Android is one of the most used operating systems on the planet right now, which means that it more susceptible to exploits and hack attempts. In a new report by MWR InfoSecurity, a new exploit was discovered which tricks users into recording their screen without their consent. The exploit is present in Android versions 5.0 Lollipop to Android 7.1 Nougat.
The exploit uses Android’s MediaProjection framework that was launched with Android 5.0 Lollipop which gave application developers the ability to capture screen contents and/or record system audio. Prior to Android 5.0 Lollipop, screen recording apps required root privileges or special keys for the feature to work. However, with the introduction of Android 5.0 Lollipop, developers received access to this feature without root access.
An app using the MediaProjection framework normally requests access to the service via an intent that displays a popup about the permissions required by the app. The exploit gives attackers the ability to overlay a normal pop up over the MediaProjection intent, putting the user's devices at risk.

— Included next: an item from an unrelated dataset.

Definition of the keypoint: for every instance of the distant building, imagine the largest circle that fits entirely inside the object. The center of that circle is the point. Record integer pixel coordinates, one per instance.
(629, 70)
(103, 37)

Google patched the exploit in Android 8.0 Oreo, but it's not running on a majority of devices. According to Google distribution numbers, almost 77.5 percent devices are running Android 5.x to Android 7.x, so this vulnerability poses a serious threat to users.
Google is yet to confirm if a patch will be released to fix the exploit. Until then, it's recommended to confirm the permissions required by an app before installing it. Also, keep an eye on the taskbar for the screencast icon (as shown above) which is displayed when an application gains access to the MediaProjection Service. If it appears, you can check which application is using it.